Electricity out of thin air

July 12, 2007
Biofuel cells that produce electricity from ordinary air spiked with small amounts of hydrogen could hold the key to the hydrogen economy.

Researchers at Oxford University in England have built a biofuel cell with hydrogenases — enzymes from natural bacteria that use or oxidize hydrogen. The cell consists of two electrodes coated with the enzymes, inside a container of ordinary air with 3% hydrogen added. (Hydrogen becomes an explosion hazard at the 4% level.)

Prototypes of the cell generated enough electricity to power a wristwatch. Fraser Armstrong, who heads the research, foresees advanced versions as power sources for various electronics that use little power. Biofuel cells, which convert chemical energy in fuels into electricity without combustion or platinum catalysts, have a number of advantages over conventional fuel cells, says Armstrong. Hydrogen fuel cells, for example, produce only water as the waste product. And platinum, the most commonly used catalyst in conventional (proton exchange membrane) fuel cells, is costly: platinum costs over $1,000/oz. Platinum catalysts are also easily poisoned or inactivated by carbon monoxide, an impurity often found in industrially produced hydrogen.

Hydrogenase enzymes can be produced at lower cost, without concern for carbon-monoxide poisoning. And since they are chemically selective and tolerant, they work in mixtures of hydrogen and oxygen, eliminating the need for expensive fuel-separation membranes. Hydrogenases also work at about the same rate as platinum-based catalysts.

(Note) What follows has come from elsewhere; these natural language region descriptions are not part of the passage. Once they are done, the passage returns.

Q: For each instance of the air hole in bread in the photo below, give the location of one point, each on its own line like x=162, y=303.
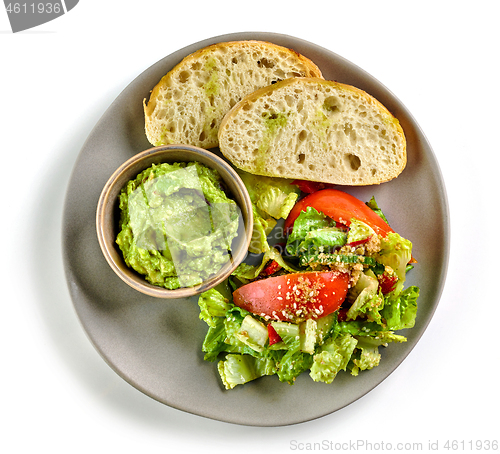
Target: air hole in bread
x=354, y=161
x=350, y=132
x=184, y=76
x=331, y=104
x=290, y=100
x=265, y=63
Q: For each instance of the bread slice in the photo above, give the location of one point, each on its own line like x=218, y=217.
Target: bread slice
x=189, y=102
x=316, y=130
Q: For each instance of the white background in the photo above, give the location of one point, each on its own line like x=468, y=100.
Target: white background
x=439, y=58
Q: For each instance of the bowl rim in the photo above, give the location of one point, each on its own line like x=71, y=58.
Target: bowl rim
x=134, y=279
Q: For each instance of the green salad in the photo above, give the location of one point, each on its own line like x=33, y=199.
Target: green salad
x=325, y=292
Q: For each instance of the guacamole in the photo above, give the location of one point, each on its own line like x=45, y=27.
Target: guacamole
x=177, y=224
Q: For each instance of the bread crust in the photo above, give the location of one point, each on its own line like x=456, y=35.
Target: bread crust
x=189, y=102
x=317, y=130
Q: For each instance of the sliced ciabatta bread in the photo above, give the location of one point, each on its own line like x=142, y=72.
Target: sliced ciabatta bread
x=313, y=129
x=189, y=102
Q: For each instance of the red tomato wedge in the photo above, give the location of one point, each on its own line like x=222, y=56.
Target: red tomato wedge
x=293, y=297
x=341, y=207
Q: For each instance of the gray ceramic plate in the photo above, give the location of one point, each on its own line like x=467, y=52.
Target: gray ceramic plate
x=155, y=345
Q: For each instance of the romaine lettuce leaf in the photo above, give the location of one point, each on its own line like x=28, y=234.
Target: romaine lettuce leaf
x=359, y=231
x=400, y=311
x=333, y=357
x=395, y=252
x=238, y=369
x=368, y=300
x=374, y=206
x=274, y=196
x=314, y=233
x=212, y=304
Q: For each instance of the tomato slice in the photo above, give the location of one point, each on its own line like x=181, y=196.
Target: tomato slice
x=294, y=297
x=341, y=207
x=274, y=337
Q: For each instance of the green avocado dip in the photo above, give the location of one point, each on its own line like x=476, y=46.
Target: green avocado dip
x=177, y=224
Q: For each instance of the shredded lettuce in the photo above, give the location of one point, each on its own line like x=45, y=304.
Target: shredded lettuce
x=314, y=233
x=272, y=199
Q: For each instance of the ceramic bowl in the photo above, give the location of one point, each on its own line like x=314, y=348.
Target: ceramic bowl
x=108, y=214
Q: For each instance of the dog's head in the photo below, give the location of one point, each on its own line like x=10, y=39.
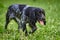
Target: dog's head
x=40, y=16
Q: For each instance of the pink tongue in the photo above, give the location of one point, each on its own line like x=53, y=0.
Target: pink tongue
x=41, y=22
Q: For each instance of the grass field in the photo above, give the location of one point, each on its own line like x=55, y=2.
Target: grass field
x=51, y=31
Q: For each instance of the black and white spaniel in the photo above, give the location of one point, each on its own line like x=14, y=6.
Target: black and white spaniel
x=23, y=14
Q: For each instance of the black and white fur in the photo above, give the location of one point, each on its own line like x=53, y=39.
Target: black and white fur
x=23, y=14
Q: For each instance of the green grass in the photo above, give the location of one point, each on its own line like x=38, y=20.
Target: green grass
x=51, y=31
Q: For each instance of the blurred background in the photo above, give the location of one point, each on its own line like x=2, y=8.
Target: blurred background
x=51, y=31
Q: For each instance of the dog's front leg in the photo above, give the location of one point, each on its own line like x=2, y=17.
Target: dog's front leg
x=33, y=26
x=23, y=24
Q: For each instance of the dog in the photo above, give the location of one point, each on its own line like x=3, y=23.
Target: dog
x=23, y=14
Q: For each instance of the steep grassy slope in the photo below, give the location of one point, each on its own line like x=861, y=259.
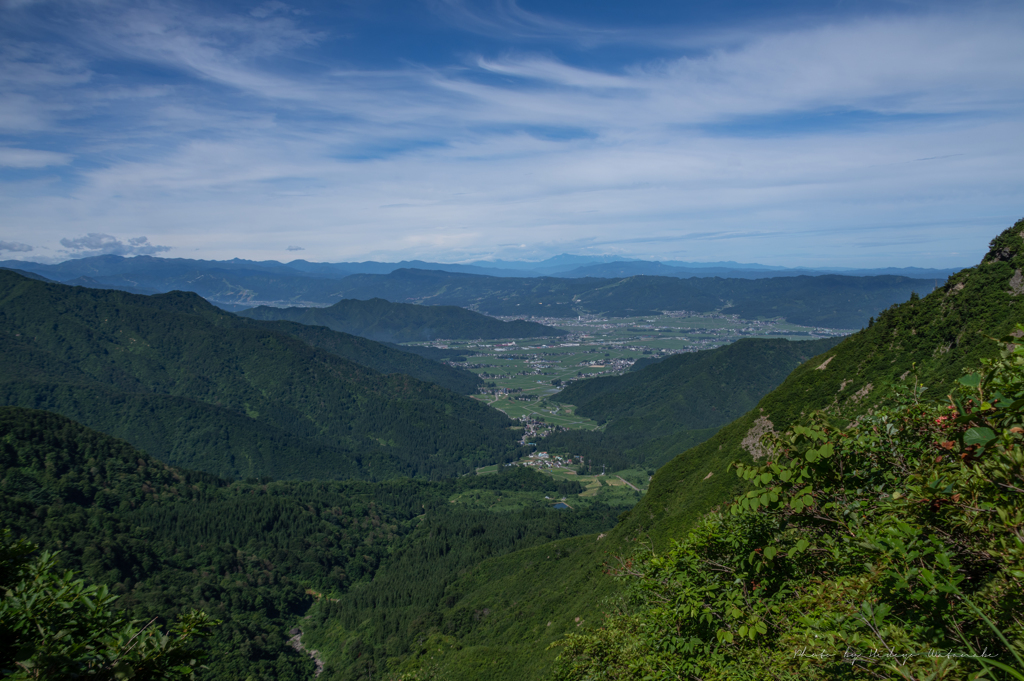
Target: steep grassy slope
x=933, y=339
x=930, y=340
x=199, y=387
x=669, y=407
x=402, y=323
x=826, y=301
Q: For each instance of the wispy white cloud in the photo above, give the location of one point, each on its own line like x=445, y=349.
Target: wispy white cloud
x=99, y=244
x=14, y=247
x=30, y=158
x=840, y=134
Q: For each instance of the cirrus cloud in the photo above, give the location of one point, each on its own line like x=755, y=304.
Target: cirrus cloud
x=98, y=244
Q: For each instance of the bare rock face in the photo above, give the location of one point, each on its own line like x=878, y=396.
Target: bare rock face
x=753, y=441
x=1017, y=284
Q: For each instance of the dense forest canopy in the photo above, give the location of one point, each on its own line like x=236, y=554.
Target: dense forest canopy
x=402, y=323
x=255, y=554
x=200, y=387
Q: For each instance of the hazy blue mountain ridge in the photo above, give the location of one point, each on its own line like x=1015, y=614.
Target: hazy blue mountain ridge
x=402, y=323
x=197, y=386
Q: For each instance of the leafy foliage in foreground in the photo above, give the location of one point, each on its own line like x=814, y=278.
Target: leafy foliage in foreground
x=402, y=323
x=54, y=626
x=933, y=338
x=891, y=548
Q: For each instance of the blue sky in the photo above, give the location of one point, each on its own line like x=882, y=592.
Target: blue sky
x=791, y=133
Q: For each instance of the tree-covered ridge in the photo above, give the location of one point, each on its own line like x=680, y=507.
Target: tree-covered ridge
x=402, y=323
x=253, y=554
x=932, y=338
x=666, y=408
x=829, y=300
x=385, y=358
x=200, y=387
x=886, y=549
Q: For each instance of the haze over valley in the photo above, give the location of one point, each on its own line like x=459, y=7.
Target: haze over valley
x=504, y=340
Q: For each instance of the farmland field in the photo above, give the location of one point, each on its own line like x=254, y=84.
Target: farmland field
x=520, y=374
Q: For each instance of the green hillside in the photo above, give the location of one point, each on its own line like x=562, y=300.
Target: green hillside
x=671, y=406
x=199, y=387
x=385, y=358
x=884, y=547
x=830, y=300
x=252, y=554
x=932, y=339
x=402, y=323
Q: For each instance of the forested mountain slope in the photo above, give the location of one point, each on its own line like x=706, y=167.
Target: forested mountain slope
x=668, y=407
x=844, y=302
x=199, y=387
x=402, y=323
x=930, y=340
x=253, y=554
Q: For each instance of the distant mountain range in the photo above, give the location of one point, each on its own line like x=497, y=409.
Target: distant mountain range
x=830, y=300
x=614, y=288
x=194, y=385
x=157, y=273
x=402, y=323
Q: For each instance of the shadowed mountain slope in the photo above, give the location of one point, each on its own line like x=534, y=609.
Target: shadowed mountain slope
x=196, y=386
x=666, y=408
x=843, y=302
x=930, y=339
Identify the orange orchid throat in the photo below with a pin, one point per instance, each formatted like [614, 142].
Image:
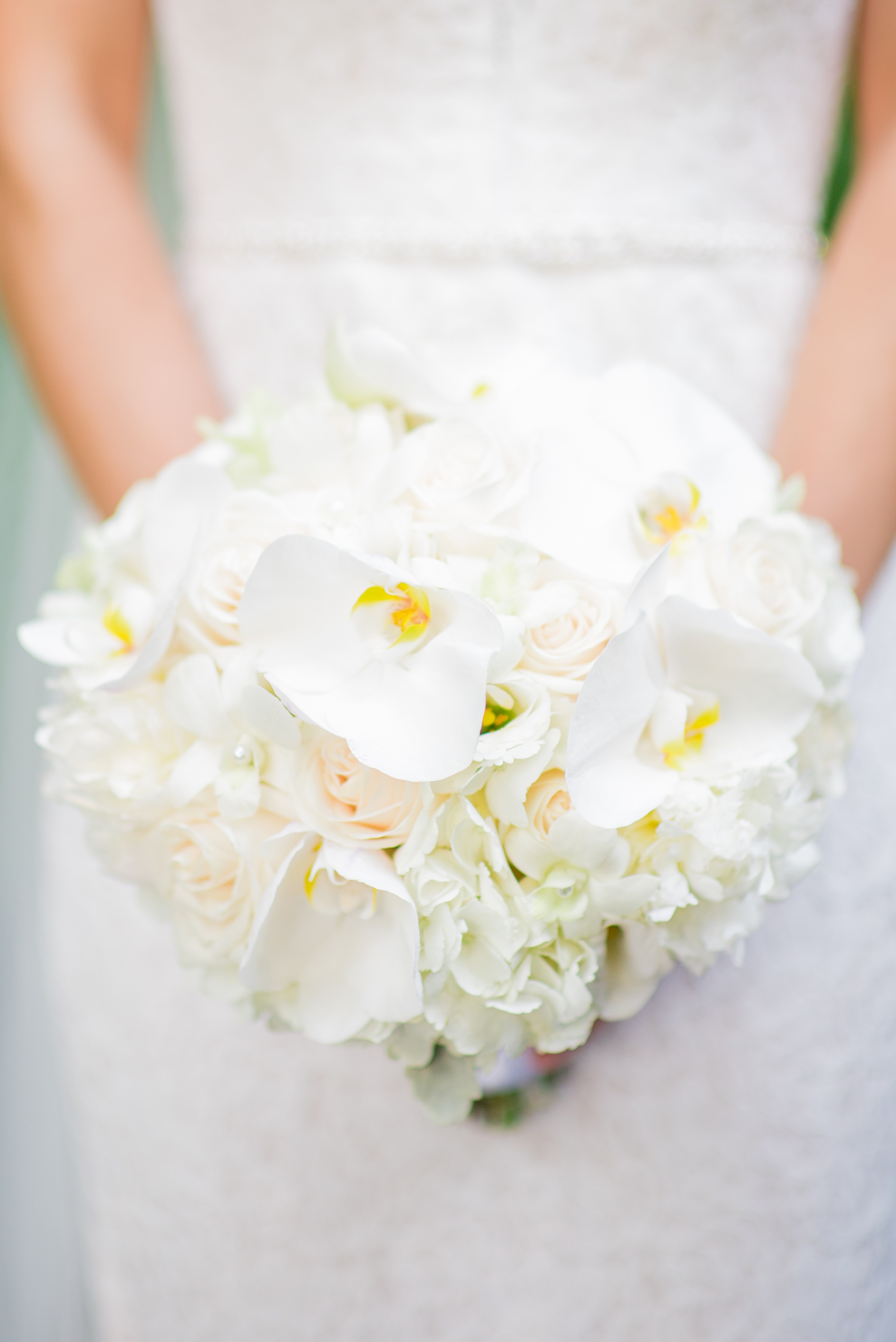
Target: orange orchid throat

The biofuel cell uses enzymes from Ralstonia metallidurans (R. metallidurans), an ancient bacterium that evolved 2.5 billion years ago. It survived by metabolizing hydrogen when there was no oxygen in the atmosphere.

One focus of the research is to understand how the active site of the bacteria's hydrogenase developed the ability to cope with oxygen as Earth's atmosphere changed. That could help scientists make biofuel cells more tolerant of oxygen. In the current cell, the enzyme is not securely attached to the electrode and the cell only runs for about two days. Researchers are also investigating enzymes from other organisms.